Root replacement versus subcoronary implantation reduced the technical causes for
reoperation and re-replacement (p = 0.0098).
CONCLUSION: This largest, longest and most complete follow up demonstrates
the excellent advantages of the homograft aortic valve for the treatment of acute
endocarditis and for use in the 20+ year-old patient.

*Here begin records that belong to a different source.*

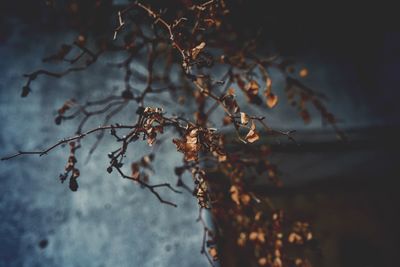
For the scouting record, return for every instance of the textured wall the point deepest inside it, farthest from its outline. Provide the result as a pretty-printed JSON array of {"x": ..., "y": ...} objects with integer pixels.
[{"x": 108, "y": 221}]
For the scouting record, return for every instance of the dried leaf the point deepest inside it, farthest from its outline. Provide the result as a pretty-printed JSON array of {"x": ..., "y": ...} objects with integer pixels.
[
  {"x": 244, "y": 118},
  {"x": 196, "y": 50},
  {"x": 262, "y": 261},
  {"x": 272, "y": 100},
  {"x": 213, "y": 253},
  {"x": 252, "y": 87},
  {"x": 135, "y": 171},
  {"x": 235, "y": 194},
  {"x": 252, "y": 135},
  {"x": 303, "y": 73}
]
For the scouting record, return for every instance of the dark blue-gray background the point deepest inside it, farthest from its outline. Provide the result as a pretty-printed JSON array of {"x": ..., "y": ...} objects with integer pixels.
[{"x": 112, "y": 222}]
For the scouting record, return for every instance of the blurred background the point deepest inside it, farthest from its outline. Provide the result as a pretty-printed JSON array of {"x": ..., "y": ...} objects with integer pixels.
[{"x": 346, "y": 189}]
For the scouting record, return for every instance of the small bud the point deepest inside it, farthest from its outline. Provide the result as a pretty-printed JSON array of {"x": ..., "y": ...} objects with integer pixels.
[
  {"x": 25, "y": 91},
  {"x": 58, "y": 120}
]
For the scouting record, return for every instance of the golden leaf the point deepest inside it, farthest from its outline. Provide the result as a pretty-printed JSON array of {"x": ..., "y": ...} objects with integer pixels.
[
  {"x": 252, "y": 87},
  {"x": 235, "y": 194},
  {"x": 253, "y": 236},
  {"x": 213, "y": 253},
  {"x": 303, "y": 73},
  {"x": 272, "y": 100},
  {"x": 244, "y": 118},
  {"x": 196, "y": 50},
  {"x": 245, "y": 199},
  {"x": 252, "y": 135},
  {"x": 262, "y": 261}
]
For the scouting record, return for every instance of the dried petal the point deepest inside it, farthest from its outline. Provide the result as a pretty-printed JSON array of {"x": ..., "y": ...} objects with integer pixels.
[
  {"x": 235, "y": 194},
  {"x": 196, "y": 50},
  {"x": 252, "y": 87},
  {"x": 252, "y": 135},
  {"x": 272, "y": 100},
  {"x": 244, "y": 118},
  {"x": 303, "y": 73}
]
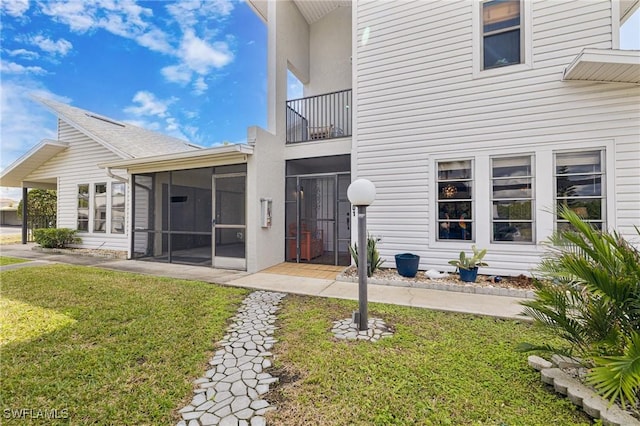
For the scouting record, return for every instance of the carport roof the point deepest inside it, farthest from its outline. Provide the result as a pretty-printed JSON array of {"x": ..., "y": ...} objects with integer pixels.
[{"x": 221, "y": 155}]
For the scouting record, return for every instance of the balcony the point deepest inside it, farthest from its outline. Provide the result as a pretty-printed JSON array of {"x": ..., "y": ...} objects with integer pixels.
[{"x": 319, "y": 117}]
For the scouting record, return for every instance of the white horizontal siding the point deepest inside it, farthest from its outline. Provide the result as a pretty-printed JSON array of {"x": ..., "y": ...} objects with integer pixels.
[
  {"x": 78, "y": 165},
  {"x": 417, "y": 97}
]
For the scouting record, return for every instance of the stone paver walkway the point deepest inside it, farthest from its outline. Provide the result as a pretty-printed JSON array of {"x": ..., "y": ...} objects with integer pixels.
[{"x": 230, "y": 392}]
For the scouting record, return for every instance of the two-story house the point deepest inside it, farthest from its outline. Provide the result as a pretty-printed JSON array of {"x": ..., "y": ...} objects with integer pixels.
[{"x": 474, "y": 119}]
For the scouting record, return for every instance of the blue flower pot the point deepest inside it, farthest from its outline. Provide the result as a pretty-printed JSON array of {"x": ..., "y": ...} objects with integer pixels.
[
  {"x": 468, "y": 275},
  {"x": 407, "y": 264}
]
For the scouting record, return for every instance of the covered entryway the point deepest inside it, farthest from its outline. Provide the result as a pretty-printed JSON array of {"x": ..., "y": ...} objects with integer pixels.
[{"x": 317, "y": 211}]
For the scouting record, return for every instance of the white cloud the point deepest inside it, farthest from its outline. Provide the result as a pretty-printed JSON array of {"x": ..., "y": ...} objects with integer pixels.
[
  {"x": 177, "y": 73},
  {"x": 188, "y": 14},
  {"x": 155, "y": 40},
  {"x": 200, "y": 86},
  {"x": 24, "y": 122},
  {"x": 78, "y": 15},
  {"x": 14, "y": 68},
  {"x": 201, "y": 56},
  {"x": 148, "y": 105},
  {"x": 60, "y": 47},
  {"x": 15, "y": 8},
  {"x": 24, "y": 53}
]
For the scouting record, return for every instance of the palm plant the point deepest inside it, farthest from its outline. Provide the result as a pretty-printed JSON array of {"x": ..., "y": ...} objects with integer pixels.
[
  {"x": 590, "y": 297},
  {"x": 373, "y": 256}
]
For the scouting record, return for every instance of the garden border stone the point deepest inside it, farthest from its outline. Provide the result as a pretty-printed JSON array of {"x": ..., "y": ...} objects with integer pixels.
[{"x": 593, "y": 404}]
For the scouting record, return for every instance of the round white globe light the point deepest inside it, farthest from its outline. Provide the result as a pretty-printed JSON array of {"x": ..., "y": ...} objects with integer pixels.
[{"x": 361, "y": 192}]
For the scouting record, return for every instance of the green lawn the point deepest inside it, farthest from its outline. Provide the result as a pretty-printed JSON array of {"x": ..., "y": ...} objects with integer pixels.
[
  {"x": 115, "y": 348},
  {"x": 6, "y": 260},
  {"x": 106, "y": 347},
  {"x": 438, "y": 369}
]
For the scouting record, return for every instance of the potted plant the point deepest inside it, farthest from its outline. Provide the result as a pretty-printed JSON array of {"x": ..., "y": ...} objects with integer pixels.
[
  {"x": 407, "y": 264},
  {"x": 467, "y": 266},
  {"x": 373, "y": 256}
]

However, young patients (< or = 20 years) experienced only a 47% freedom from reoperation
from structural degeneration at 10 years such that alternative valve devices are indicated
in this age group. The overall position of the homograft in relationship to other
devices is presented.
____________________
now ... with a mechanical valve freedom from reoperation is potentially much longer. **** (
a member here) has so far had something like 46 years freedom from reoperation. So while there is no guarantee that your mechanical will last that long,
there is no tissue valve that ever gets that.